It was not a big river, but bigger than a stream. The water was around mid-thigh deep, pouring downstream at a fair clip, over a solid rock bottom, strewn with smallish boulders.
A strong wader would take about five or six strong, surging steps to cross the deep bit with little or no trouble. My fit, 30 something, son went first and made it look easy, so off I went, but not with Jason’s confidence, unfortunately.
About 3 years ago a got a bionic hip and a marvelous piece of engineering it is too – I now have much more flexibility, and no pain – a wonderful piece of machinery. The only side affect is a slight but occasionally noticeable decline in balance when all my weight is on the titanium equipped leg.
I allowed this small factor to become a big factor over several months and my wading prowess had declined rapidly, to the point where I stuttered and fumbled my way, tentatively feeling for good footing while trying to balance on the leg not shuffling. It was of course odds-on that my lack of aggression in tackling the water would lead to my downfall – and fall down I did.
There I was doing my impression of a tightrope walker, sliding my forward leg ahead tentatively ahead, when my anchored leg slid and I sank down on my bum into the water. The river moved me a metre or so downstream, before my feet reconnected with the riverbed, and I lurched to my feet, spraying water hither and thither.
A couple of steps and I was home – and dry!? Jason was preparing to help me back across the river, back to the car and back into dry clothes, but his concern and help was not needed. I was wearing a rain jacket over my waders, and as I fell with my back facing into the current, the water pressure must have pressed on the jacket effectively shutting out the river. So we fished on, and the crossing back over the river proceeded without incident.
On the drive back to our accommodation, Jason gave me a few well-meant observations on my deteriorating wading ability with strong emphasis on my feeble, foot-fumbling. “Wade like you used to, full head of steam and keep going”, he admonished.
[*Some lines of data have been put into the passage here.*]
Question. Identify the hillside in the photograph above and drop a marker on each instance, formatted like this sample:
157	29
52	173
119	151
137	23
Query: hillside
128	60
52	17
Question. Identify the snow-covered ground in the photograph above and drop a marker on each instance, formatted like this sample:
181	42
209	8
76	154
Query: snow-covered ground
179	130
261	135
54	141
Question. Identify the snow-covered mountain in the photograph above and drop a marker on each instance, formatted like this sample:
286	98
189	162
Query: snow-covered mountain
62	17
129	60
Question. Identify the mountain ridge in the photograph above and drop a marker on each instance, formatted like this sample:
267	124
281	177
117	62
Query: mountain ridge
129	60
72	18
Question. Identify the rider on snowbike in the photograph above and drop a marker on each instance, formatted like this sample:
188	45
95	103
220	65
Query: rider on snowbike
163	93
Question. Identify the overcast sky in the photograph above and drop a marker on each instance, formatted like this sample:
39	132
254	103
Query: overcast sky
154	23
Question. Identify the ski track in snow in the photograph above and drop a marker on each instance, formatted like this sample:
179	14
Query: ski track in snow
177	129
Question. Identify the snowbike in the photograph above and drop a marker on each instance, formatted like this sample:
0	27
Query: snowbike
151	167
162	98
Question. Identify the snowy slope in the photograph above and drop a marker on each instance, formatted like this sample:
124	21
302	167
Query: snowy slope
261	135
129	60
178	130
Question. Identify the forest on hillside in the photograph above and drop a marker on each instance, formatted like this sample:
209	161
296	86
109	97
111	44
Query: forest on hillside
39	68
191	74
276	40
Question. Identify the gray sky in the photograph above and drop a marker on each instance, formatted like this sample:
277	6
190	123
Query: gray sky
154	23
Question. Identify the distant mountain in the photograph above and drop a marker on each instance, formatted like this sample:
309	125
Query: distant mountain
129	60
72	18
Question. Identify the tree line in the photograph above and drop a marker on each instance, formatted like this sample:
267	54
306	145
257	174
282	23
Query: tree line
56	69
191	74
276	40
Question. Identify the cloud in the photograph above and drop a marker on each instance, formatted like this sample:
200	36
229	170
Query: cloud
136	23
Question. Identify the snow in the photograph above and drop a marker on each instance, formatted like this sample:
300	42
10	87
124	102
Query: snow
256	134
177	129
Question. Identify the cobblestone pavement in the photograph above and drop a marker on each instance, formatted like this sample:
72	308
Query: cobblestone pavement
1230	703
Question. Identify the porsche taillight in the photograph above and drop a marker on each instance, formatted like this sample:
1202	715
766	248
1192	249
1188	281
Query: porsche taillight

I made some excuses about age, my tin hip and so on – but with only a little conviction.
The incident and conversation was not forgotten. So, last week I took off by myself for a couple of days of river thrashing, and a really good fishing it was too – spectacular in fact.
But the really good thing about the trip was the fact that I made many river crossings in fast flowing, and deep water, and sometimes both. The excellent thing was I took my son’s advice and strode out with firm resolve, and kept my legs moving at all times. If my feet caught briefly on unseen traps my momentum kept me balanced and moving ahead.
I read somewhere that walking is the process of thrusting your legs forward to stop yourself from falling forward. By maintaining motion and momentum, we maintain our balance. If like me you are pushing your body through the barriers that ageing is imposing seemingly on a daily basis, don’t give in to temerity, meekly doddering about will almost certainly get you wet and cold, and in a worst case scenario, dead. Stride out with purpose and stay dry, and alive.
But, and it is a big but, the chances of you tipping over as you get older does increase almost exponentially. Investing in an unobtrusive, and activated only when you need it, flotation device such as the SoSpender, is a wise and safe move. A wading staff helps enormously too, and should be a must-use device. This is especially true given the less secure footing non-felt soles provide.
One thing that getting older tends to teach us is that being wise before the event is a proven method of avoiding trouble.This knowledge put into practice is even more effective.